Key battle: Cockerille vs. Brooks vs. Davis vs. Underwood for the second linebacker spot
While Carter is the definite Batman here, the opportunity to be his Robin is up for grabs. Cockerille, Brooks, Davis and Underwood all have solid cases to make for why they should be that guy, and while there will almost certainly be a rotation, only one of them is going to start each game next to Carter.
With everybody on a level playing field, Durkin may opt to go with the more experienced player next to Carter, meaning Cockerille or Brooks would get the nod over Davis and Underwood. It’s not clear right now and a bunch of things can change between now and September, so this feels like it’s a wait-and-see type of situation.
Big question: Will the unit produce more big defensive plays this season?
Carter and Cockerille led the unit in tackles last season, with 82 and 80, respectively.
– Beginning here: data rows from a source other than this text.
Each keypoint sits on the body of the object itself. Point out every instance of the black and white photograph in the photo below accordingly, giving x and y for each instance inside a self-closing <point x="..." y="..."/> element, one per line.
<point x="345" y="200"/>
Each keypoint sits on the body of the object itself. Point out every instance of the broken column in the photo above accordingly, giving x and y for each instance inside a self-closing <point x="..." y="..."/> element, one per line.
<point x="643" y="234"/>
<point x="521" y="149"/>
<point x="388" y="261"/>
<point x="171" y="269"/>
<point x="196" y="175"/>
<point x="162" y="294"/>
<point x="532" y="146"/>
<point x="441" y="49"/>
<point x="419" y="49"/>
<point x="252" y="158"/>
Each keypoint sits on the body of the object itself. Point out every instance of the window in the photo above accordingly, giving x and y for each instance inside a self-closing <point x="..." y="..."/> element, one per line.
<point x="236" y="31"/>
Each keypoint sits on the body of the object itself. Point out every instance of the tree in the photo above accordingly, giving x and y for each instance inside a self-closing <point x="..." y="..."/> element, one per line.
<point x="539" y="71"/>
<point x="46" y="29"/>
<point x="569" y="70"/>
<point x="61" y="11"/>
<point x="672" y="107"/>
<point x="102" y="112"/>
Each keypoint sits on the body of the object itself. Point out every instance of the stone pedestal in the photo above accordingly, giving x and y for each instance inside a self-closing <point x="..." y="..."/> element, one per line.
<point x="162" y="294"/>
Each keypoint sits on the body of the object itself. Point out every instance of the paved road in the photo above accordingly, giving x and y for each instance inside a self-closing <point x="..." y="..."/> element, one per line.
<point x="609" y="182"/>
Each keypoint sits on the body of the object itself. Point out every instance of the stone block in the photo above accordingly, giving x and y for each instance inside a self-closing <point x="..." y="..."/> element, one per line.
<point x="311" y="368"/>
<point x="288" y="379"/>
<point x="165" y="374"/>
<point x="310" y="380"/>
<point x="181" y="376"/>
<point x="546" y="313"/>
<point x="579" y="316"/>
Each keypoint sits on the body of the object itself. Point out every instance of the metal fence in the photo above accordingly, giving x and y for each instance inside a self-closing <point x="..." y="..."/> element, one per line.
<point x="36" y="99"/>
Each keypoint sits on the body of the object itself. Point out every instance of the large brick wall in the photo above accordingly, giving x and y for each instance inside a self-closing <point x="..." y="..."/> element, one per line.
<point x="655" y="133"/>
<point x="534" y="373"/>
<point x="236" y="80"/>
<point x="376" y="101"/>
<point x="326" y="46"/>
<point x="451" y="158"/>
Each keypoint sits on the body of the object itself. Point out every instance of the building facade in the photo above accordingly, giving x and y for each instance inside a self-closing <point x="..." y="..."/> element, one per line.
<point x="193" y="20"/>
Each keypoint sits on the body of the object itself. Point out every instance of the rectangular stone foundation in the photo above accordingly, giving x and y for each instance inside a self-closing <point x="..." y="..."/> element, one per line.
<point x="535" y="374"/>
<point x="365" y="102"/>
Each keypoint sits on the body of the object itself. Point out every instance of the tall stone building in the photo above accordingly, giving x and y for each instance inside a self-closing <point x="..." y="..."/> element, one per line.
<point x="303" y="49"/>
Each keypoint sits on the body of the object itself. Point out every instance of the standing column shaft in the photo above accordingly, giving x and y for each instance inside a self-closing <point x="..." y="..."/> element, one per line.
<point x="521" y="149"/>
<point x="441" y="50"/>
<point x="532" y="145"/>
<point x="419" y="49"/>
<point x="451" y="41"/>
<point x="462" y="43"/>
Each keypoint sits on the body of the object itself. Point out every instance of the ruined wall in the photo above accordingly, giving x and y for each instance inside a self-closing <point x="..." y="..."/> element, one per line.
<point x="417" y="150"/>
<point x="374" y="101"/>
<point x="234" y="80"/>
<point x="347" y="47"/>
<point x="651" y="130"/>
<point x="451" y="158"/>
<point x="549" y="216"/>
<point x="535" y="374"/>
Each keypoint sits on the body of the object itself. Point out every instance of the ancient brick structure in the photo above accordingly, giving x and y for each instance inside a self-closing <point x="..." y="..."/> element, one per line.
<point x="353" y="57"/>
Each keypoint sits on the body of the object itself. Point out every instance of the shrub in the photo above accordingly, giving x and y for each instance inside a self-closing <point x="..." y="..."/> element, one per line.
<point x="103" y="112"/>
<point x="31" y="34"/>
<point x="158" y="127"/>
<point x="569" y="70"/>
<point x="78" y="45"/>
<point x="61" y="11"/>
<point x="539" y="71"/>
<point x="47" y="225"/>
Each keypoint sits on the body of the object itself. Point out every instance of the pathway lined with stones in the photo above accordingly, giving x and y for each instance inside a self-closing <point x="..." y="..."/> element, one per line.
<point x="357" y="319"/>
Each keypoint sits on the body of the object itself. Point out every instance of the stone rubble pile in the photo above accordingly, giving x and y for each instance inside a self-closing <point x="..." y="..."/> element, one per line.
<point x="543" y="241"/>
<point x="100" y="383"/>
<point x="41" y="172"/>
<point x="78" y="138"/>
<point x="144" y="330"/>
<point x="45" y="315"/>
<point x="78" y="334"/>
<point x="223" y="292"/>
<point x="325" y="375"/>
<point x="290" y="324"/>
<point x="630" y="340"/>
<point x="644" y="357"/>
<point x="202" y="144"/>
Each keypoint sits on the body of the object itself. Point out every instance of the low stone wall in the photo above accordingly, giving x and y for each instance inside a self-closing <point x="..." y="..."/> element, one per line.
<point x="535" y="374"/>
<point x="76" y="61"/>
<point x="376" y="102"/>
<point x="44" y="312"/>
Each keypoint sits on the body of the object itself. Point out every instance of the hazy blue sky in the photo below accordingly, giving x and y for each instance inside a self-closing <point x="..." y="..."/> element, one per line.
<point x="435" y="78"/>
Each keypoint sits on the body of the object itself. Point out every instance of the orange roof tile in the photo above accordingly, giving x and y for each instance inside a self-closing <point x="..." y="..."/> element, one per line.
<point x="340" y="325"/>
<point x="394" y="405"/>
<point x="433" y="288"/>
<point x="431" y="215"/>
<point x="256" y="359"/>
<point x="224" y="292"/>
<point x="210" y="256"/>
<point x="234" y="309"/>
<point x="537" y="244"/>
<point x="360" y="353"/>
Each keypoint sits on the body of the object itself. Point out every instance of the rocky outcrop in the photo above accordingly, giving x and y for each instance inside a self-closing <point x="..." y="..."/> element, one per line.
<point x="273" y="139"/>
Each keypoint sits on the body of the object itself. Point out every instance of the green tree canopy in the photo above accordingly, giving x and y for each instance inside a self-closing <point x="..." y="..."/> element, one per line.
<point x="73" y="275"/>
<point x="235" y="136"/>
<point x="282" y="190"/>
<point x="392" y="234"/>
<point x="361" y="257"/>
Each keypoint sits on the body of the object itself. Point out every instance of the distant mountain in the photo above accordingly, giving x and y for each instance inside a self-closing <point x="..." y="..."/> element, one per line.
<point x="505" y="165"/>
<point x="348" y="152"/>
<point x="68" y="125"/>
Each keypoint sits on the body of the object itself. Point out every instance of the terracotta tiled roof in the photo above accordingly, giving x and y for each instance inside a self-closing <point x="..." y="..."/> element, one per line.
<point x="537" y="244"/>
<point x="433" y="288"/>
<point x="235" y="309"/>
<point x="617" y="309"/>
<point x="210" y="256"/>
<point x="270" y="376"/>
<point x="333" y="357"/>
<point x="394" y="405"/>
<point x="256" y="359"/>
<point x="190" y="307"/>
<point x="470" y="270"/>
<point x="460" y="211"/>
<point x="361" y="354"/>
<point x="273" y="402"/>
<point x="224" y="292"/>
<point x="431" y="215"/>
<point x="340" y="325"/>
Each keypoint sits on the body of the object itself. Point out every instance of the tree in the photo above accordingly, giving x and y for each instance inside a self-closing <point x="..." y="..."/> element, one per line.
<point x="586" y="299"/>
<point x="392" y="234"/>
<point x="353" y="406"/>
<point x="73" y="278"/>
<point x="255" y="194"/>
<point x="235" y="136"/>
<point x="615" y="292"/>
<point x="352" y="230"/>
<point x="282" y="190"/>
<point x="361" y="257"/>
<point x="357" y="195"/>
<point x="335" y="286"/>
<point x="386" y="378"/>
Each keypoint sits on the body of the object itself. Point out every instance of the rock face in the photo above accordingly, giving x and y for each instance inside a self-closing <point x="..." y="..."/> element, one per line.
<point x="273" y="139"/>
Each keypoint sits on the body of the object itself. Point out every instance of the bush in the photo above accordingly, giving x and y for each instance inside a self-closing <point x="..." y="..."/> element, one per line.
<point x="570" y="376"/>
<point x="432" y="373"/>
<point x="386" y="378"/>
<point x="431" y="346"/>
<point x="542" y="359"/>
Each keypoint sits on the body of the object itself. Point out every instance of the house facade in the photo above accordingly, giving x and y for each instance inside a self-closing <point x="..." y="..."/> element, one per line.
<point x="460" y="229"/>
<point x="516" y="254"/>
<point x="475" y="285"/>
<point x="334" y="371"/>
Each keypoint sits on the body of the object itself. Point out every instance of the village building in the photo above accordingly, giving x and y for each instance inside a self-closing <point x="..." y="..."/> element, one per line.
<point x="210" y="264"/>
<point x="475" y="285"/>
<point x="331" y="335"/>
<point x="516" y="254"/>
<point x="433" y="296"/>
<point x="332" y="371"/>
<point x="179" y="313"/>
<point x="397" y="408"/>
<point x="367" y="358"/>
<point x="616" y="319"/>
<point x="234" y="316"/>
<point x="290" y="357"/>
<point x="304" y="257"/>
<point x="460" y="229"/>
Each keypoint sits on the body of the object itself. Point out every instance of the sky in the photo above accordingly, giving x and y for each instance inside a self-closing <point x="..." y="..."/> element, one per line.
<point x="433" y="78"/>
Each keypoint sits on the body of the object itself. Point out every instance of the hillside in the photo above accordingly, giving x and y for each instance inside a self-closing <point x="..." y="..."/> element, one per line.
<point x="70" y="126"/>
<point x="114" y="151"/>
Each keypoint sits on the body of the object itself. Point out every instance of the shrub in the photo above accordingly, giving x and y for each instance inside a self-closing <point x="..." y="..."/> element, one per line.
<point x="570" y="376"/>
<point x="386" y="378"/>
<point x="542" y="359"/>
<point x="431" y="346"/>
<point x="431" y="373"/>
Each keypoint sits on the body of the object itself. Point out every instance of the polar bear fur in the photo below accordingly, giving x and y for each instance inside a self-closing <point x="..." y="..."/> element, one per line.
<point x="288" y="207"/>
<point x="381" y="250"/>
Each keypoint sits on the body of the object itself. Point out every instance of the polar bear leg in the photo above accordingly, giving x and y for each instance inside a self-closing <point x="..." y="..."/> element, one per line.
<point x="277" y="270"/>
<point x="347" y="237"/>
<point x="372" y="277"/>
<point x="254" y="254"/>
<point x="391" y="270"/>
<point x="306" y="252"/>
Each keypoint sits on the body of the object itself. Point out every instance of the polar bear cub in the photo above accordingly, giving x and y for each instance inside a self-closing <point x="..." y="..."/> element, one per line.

But beyond Carter Jr.’s lone interception and two forced fumbles, the unit didn’t contribute much to the defensive stat sheet last season other than a handful of collective pass breakups.
Perhaps in the second year under Durkin and Buh, with the addition of co-defensive coordinator Jimmy Brumbaugh and Eley and Underwood, the linebackers’ havoc rate will improve.
Maryland will also play a better schedule than last season and, in turn, will be facing more talented offenses, which are probably less likely to turn the ball over, so maybe the havoc rate will remain close to where it was this season, or — gasp — get worse.